Cerita Malam Jumat Abdur
Bagian 1
Malam itu, Abdur duduk-duduk menyandar kursi bambu depan rumahnya.
Melamun. Sarung kotak-kotak membelit leher, sedang kemeja lusuh berwarna merah
tua dengan dada terbuka, sarat dengan suasana panas malam daerah Sumatera.
Sesekali tangannya pelan menggapai segelas kopi yang mulai dingin, lalu
menyeduhnya sekejap. Lama terdiam, Abdur seolah menunggu seseorang. Sedang
suasana sunyi lengang, sekitar pukul Sembilan malam seperti saat itu, orang
kampung jarang keluar rumah, mereka lebih asik menonton televisi di rumah
masing-masing, atau malah tidur karena kelelahan.
Masih dalam keadaan melamun,
tiba-tiba Abdur menangkap sesuatu yang melintas di jalan. Anak muda itu
terlihat kaget hingga menimbulkan gerakan spontan,- seperti refleks orang
orgasme. Abdur menjulurkan kepalanya ke depan, mencoba menangkap sekelebat
bayangan yang melitas tadi. Lama Abdur terdiam dengan sikap siaga, namun
suasana kembali seperti sedia kala. Sunyi lengang.
Lima menit berlau, otot-otot Abdur
mulai mengendur. Dengan gerakan slow
motion Abdur kembali menyandarkan punggungnya di kursi anyaman. Menarik napas
dalam-dalam.
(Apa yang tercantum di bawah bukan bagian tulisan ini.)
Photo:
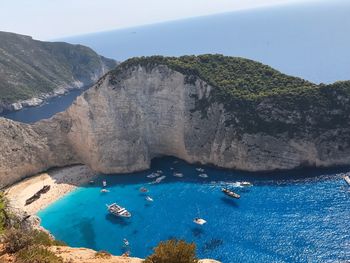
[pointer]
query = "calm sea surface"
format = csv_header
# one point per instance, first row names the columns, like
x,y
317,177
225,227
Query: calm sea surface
x,y
300,216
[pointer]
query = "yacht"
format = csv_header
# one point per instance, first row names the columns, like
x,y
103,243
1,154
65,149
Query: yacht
x,y
230,193
244,183
178,174
117,210
149,199
199,221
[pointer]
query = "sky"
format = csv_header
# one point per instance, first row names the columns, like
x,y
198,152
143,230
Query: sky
x,y
50,19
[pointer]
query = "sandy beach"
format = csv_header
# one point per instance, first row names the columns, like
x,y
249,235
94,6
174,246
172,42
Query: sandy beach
x,y
61,181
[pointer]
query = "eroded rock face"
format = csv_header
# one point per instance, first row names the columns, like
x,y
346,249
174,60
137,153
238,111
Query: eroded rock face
x,y
120,124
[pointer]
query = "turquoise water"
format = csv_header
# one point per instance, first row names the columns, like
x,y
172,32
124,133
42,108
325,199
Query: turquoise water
x,y
300,216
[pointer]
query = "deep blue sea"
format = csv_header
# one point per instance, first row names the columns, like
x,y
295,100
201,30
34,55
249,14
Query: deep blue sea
x,y
44,111
310,40
300,216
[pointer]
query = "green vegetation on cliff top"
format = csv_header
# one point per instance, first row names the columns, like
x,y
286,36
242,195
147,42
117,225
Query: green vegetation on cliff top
x,y
258,98
234,76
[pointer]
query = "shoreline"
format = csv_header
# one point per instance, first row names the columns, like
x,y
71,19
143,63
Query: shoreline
x,y
61,180
38,100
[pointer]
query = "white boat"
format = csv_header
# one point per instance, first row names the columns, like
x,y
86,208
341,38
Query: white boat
x,y
199,221
126,242
230,193
117,210
149,199
178,174
143,190
153,175
245,183
159,179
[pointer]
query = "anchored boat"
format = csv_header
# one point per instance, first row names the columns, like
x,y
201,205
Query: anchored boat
x,y
117,210
178,174
244,183
230,193
199,221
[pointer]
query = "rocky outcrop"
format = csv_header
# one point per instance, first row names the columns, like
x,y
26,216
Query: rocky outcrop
x,y
126,119
32,71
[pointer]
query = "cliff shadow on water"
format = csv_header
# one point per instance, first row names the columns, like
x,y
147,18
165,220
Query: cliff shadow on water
x,y
169,165
294,203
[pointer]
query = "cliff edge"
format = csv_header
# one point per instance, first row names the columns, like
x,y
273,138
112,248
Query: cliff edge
x,y
230,112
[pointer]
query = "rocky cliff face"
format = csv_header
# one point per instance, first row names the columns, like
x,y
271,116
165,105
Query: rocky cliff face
x,y
32,71
127,119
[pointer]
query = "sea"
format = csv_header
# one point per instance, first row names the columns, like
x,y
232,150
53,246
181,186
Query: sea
x,y
296,216
299,216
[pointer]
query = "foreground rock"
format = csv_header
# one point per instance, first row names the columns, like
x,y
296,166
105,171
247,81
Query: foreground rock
x,y
149,107
79,255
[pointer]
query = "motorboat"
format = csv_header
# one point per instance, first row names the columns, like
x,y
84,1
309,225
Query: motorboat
x,y
149,199
230,193
143,190
178,174
153,175
199,221
126,242
159,179
245,183
117,210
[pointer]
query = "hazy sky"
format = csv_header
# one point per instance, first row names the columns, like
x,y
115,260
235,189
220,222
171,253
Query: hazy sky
x,y
48,19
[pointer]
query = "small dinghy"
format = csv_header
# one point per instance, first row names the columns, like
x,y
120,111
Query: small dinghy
x,y
347,179
178,174
126,242
149,199
143,190
245,184
199,221
117,210
153,175
159,179
230,193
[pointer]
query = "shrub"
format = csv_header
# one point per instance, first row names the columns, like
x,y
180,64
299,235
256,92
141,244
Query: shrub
x,y
37,254
102,254
173,251
16,239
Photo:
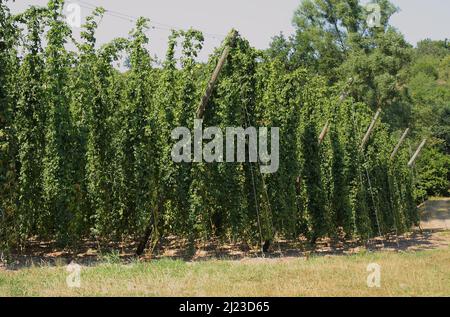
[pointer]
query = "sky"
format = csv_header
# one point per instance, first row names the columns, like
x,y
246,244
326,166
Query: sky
x,y
256,20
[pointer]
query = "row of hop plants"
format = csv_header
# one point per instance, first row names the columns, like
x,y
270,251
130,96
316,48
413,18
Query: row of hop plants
x,y
85,148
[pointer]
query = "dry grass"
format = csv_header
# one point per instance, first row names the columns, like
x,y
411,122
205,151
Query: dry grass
x,y
425,273
418,266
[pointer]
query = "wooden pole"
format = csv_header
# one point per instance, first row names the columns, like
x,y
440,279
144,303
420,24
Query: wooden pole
x,y
400,142
419,149
370,130
324,132
212,82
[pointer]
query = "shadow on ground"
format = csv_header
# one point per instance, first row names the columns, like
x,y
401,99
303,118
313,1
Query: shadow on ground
x,y
432,234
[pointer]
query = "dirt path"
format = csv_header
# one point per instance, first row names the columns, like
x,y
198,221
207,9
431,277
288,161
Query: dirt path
x,y
434,233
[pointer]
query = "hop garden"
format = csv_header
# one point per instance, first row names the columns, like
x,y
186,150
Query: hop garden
x,y
85,147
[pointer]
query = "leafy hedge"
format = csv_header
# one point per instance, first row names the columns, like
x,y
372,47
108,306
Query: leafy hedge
x,y
85,148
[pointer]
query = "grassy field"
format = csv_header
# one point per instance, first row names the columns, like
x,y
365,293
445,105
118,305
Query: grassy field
x,y
424,273
420,266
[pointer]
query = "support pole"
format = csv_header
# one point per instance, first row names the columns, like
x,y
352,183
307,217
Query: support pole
x,y
399,144
324,132
419,149
370,130
212,82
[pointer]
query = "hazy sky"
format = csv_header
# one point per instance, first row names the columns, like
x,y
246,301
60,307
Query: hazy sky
x,y
256,20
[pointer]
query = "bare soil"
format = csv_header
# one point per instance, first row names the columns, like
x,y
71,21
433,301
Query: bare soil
x,y
433,233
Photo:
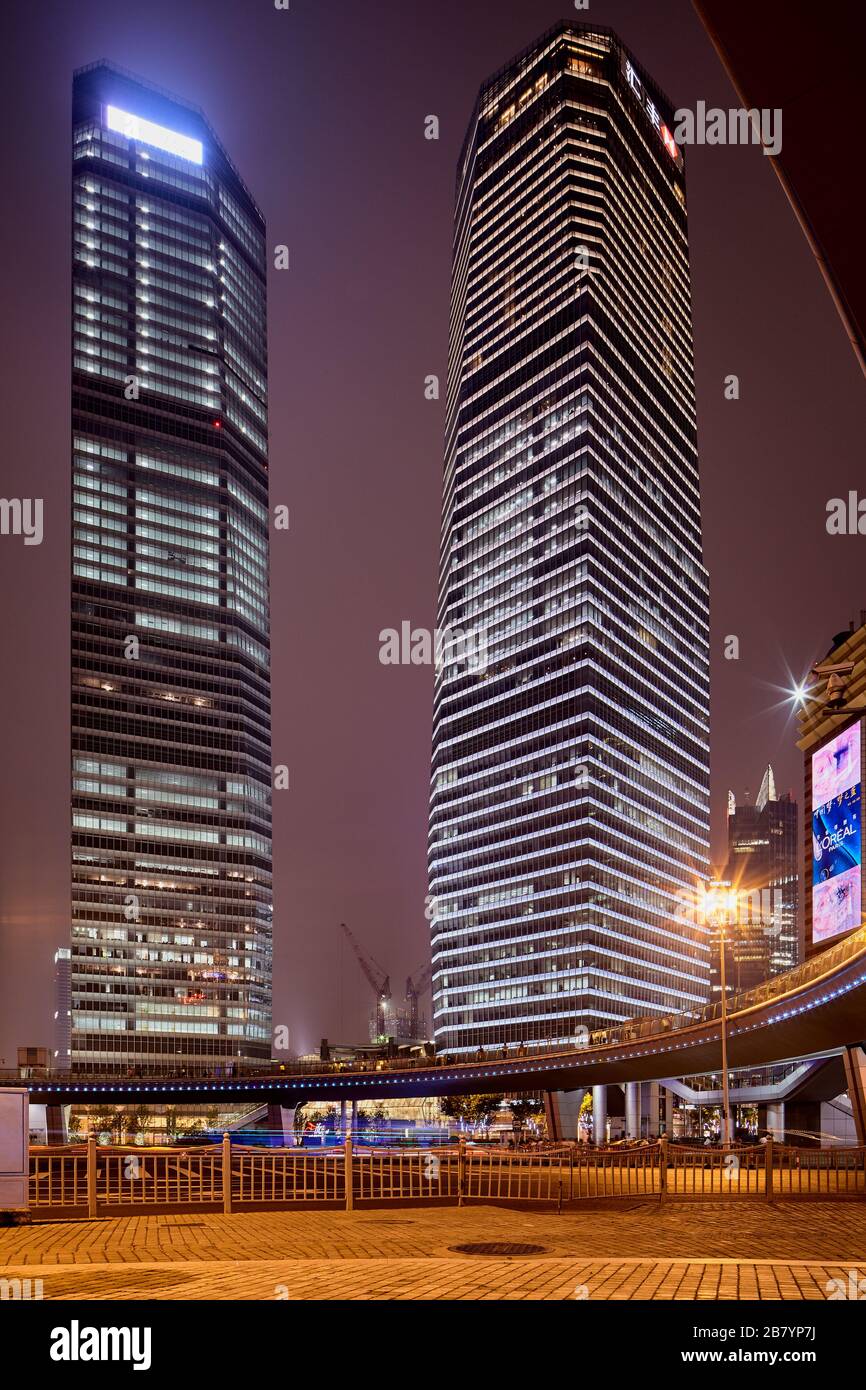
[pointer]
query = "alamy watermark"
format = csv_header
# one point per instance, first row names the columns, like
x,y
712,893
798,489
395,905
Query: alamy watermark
x,y
737,125
21,516
445,648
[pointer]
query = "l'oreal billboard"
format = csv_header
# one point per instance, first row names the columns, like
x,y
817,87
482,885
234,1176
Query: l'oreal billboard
x,y
837,836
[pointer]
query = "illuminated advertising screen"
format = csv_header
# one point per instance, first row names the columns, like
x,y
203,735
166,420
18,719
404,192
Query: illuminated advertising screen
x,y
837,836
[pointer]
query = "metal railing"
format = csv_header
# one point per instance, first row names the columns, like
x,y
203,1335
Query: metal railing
x,y
91,1180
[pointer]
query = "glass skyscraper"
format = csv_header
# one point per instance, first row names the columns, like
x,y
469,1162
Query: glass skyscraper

Sepertinya kelelahan bisa menimbulkan halusinasi bagi seseorang.
Pikir Abdur sembari meraih segelas kopi yang menyisakan sisa-sisa ampas kopi,
lalu menyeduhnya lagi.
Namun saat gelas menempel tepat di
mulut anak muda itu, matanya kini menangkap sesosok manusia berwarna putih
sedang bergerak ke arah rumahnya. Masih saat mulutnya menganga menerima sodokan
gelas, matanya melotot, tangannya memegang erat sarung yang melilit leher,
tubuhnya kaku, memastikan sosok yang dilihatnya bukan hantu.
“Ya salam..!” Pekik Abdur .”Ternyata
kau, Solihun. Kupikir hantu Kuntilanak penunggu jembatan, pulang dari nonton
bioskop lalu mampir kerumahku. Pake pakaian putih-putih segala malam ini. Macam
mana pula ceritanya kau ini, tumben-tumbenan pakai sarung putih, baju koko
warna putih pula. Hendak mengisi pengajian di mana, ha? Dari tadi mondar-mandir
begitu.” Teriak Abdur membuat gaduh, disusul gelak tawa Solihun yang tanpa
basa-basi langsung megambil posisi duduk telentang di dekat Abdur.
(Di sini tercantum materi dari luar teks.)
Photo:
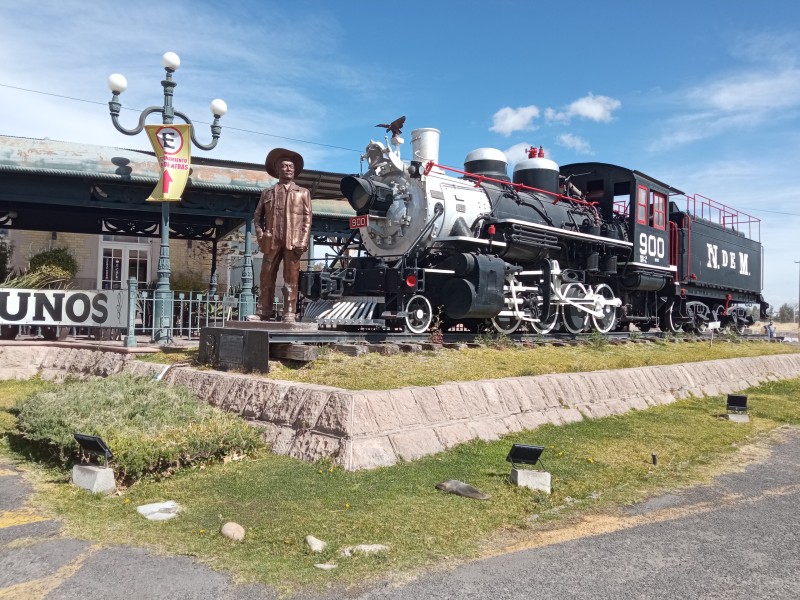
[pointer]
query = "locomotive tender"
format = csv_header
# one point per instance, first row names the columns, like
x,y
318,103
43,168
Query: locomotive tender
x,y
584,247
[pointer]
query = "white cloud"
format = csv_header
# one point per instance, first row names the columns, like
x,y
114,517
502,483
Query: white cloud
x,y
507,120
574,142
274,84
591,107
765,89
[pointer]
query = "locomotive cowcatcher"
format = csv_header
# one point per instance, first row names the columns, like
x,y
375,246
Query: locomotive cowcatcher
x,y
584,247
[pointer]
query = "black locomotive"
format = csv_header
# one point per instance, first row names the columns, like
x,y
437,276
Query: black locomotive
x,y
584,247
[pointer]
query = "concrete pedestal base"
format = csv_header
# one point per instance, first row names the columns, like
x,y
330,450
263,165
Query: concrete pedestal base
x,y
738,417
535,480
98,480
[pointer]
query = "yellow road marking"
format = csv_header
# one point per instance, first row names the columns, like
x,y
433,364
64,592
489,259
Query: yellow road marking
x,y
23,516
594,525
39,588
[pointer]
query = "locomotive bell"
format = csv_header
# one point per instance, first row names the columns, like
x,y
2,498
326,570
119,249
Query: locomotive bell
x,y
539,173
367,196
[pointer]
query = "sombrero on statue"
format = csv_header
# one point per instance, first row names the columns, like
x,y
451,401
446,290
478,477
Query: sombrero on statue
x,y
278,154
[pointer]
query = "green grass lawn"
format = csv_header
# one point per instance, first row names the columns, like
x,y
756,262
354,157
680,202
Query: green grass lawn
x,y
597,466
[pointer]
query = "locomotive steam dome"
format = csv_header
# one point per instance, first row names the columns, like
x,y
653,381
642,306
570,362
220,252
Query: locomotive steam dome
x,y
540,173
487,161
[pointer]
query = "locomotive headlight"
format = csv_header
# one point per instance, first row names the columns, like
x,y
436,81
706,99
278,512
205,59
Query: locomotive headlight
x,y
367,196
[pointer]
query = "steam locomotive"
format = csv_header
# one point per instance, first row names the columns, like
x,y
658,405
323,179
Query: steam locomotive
x,y
578,248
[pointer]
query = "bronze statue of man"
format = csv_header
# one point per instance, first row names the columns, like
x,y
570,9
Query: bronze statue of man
x,y
283,228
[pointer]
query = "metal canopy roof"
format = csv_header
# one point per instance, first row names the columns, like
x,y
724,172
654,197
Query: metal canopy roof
x,y
62,186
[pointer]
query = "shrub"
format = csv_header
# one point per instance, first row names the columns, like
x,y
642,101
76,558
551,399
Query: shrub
x,y
150,427
55,258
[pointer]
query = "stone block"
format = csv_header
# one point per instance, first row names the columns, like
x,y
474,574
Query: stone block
x,y
450,435
383,411
493,398
452,401
535,480
474,399
98,480
406,408
738,417
369,453
428,401
410,445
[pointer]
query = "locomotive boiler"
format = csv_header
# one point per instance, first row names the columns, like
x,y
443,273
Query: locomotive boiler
x,y
587,247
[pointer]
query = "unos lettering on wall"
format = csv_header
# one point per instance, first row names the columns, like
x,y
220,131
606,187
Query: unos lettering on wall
x,y
103,308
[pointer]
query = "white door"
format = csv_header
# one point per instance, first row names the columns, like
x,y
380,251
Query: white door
x,y
120,261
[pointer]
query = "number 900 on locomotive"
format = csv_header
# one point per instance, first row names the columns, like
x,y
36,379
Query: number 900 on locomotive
x,y
577,248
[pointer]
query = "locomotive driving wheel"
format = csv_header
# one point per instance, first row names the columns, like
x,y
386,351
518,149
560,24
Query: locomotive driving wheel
x,y
605,323
506,324
699,314
419,314
573,318
543,327
669,319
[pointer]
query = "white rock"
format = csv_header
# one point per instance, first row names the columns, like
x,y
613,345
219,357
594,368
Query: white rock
x,y
315,544
159,511
364,549
233,531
“Sabar lah kawan, jangan kau
sok-sok kaget begitu. Lagian siapa suruh kau melamun malam-malam begini. Untung
aku yang datang. Bagaimana kalau tante Kunti Si penjaga jembatan situ, ha? Sudah
kesurupan tak karuan kau sekarang.” Jawab Solihun yang merasa puas karena
berhasil menakut-nakuti teman sebaya sekaligus tetangga terdekatnya itu. “Aku
habis mengantar Mamakku pengajian, bosan aku menunggu kutinggal saja beliau.
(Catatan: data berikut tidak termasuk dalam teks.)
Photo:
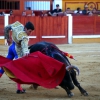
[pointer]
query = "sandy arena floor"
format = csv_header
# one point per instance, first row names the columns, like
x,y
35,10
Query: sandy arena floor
x,y
88,61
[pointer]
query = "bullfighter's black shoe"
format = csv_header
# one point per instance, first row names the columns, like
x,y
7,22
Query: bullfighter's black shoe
x,y
20,91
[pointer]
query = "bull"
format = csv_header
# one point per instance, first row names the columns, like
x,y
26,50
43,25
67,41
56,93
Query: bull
x,y
70,79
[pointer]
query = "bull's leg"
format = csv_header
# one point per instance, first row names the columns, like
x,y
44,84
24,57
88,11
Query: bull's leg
x,y
76,83
67,84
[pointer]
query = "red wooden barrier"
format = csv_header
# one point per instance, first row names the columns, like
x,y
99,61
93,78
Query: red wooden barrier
x,y
83,25
1,25
97,25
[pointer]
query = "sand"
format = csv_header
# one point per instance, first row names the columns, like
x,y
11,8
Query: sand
x,y
88,61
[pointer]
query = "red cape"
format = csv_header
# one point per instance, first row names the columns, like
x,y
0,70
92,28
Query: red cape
x,y
36,68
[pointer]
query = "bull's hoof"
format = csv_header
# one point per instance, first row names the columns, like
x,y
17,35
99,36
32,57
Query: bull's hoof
x,y
70,94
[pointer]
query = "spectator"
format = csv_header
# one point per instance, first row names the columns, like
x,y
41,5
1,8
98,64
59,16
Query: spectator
x,y
11,12
78,11
33,14
94,11
56,11
68,11
23,13
86,10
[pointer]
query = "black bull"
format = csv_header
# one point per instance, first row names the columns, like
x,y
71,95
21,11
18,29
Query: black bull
x,y
70,77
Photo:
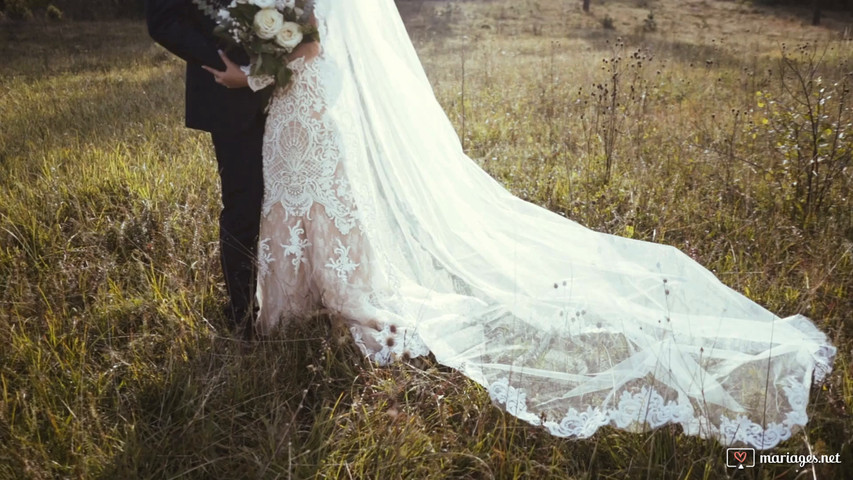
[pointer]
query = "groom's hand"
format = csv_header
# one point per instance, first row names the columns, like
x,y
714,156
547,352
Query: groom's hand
x,y
231,77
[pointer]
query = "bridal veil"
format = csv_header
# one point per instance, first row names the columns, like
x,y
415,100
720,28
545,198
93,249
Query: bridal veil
x,y
567,328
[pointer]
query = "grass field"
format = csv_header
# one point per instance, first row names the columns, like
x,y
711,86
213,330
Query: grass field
x,y
718,127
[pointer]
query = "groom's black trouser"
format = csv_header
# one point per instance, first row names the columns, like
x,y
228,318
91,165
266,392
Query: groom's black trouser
x,y
239,155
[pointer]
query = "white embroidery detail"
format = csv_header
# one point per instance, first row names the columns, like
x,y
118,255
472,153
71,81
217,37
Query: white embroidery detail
x,y
264,258
342,265
297,245
302,152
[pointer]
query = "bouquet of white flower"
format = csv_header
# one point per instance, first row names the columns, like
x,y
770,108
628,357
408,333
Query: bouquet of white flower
x,y
268,30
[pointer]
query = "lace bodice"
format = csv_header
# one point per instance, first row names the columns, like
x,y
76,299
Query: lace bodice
x,y
374,213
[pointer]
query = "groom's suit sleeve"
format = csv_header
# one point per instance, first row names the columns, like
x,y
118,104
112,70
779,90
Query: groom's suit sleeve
x,y
169,24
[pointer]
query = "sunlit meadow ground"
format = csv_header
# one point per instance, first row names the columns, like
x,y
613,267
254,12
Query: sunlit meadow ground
x,y
684,129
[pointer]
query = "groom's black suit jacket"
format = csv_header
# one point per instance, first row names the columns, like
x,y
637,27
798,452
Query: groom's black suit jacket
x,y
181,27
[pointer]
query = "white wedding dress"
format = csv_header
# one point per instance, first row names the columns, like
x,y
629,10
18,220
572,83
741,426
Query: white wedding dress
x,y
374,212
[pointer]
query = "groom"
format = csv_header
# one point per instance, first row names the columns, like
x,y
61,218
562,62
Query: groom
x,y
235,119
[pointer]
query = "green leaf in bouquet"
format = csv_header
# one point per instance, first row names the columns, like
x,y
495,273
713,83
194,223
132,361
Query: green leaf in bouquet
x,y
244,13
221,31
268,47
283,76
266,64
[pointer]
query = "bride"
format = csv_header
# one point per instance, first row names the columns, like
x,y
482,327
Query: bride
x,y
374,212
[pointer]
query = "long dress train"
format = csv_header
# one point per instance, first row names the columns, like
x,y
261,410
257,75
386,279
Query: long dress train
x,y
373,211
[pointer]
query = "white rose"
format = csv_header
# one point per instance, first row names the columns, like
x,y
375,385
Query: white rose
x,y
289,36
268,22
Pulang lah. Biar nanti kalau pas mau pulang telpon dulu.” Sambungnya santai,
masih menahan tawa kepuasannya.
Solihun, yang memiliki badan tinggi
kurus, berkulit putih, berwajah biasa khas orang Melayu, tadi hendak main ke
rumah Abdur. Demi melihat temannya sedang melamun di teras rumah, akhirnya
memutuskan membuatnya sedikit kaget dengan berjalan mengendap-endap, berdiri
lama, lalu berjalan perlahan. Membuat gerakan mencurigakan. Solihun harus
sedikit berbangga, karena ide spontanitasnya berhasil membuat rekannya itu
terperanjat.
“Tapi tunggu dulu Dur. Kau tadi
bilang aku mondar-mandir di jalan. Yang benar saja, aku dari rumah saja tak ada
kerjaan setelah mengantar Tuan besar. Siapa pula yang kau maksut mondar-mandir
itu?” Kata Solihun sambil meletakkan kopyah putih di antara mereka duduk.
Abdur kembali terdiam mengkerutkan
kening, seperti berpikir keras dengan apa yang barusaja dikatakan sahabatnya
itu. Sekejap kemudian, wajahnya berubah tegang. “Wah. Berarti benar kata Bapak.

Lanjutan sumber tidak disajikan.